5.  Fiction is true.  

I don’t know whether I will ever write a novel.  I don’t feel a novel ‘in me’ at the moment.  But I do my best to observe Rule #2; and Rule #3 is a work in process, what my life has been about for the last 15 months.  Robinson’s last two rules require no commentary.

Ultimately, while writing begins from within, the outside counts too, of course.  Take care of the tree — make it good –and good fruit will naturally follow.  Or to quote the Master Teacher himself, “every good tree bears good fruit, but the bad tree bears bad fruit.”  One way I try to care for my self is to surround myself with beautiful words.
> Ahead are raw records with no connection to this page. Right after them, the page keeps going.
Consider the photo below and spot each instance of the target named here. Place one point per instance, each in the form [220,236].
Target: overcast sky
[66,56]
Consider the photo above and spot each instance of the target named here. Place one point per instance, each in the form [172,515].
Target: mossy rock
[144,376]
This morning, while responding to a comment left by one who writes beautiful words herself, I found myself thinking of Rainer Maria Rilke’s Letters To A Young Poet.  A gift from my spiritual director when I was stymied in my writing, I found this book of letters — now more than a century old — incredibly helpful.  In his first letter to the young poet, Rilke wastes no time in getting to the heart of the writing life:

“Go into yourself.  Search for the reason that bids you write, find out whether it is spreading out its roots in the deepest places of your heart, acknowledge to yourself whether you should have to die if it were denied you to write.  This above all — ask yourself in the stillest hour of your night:  must I write?”  Delve into yourself for a deep answer.  And if it should be affirmative, if you may meet this earnest question with a strong and simple “I must”, then build your life according to this necessity; your life even into its most indifferent and slightest hour must be a sign of this urge and a testimony to it.”

I keep my journal near because I must.  The cheap cardboard outside cradles my inner lines to life itself.  At times, it may even produce an occasional good fruit.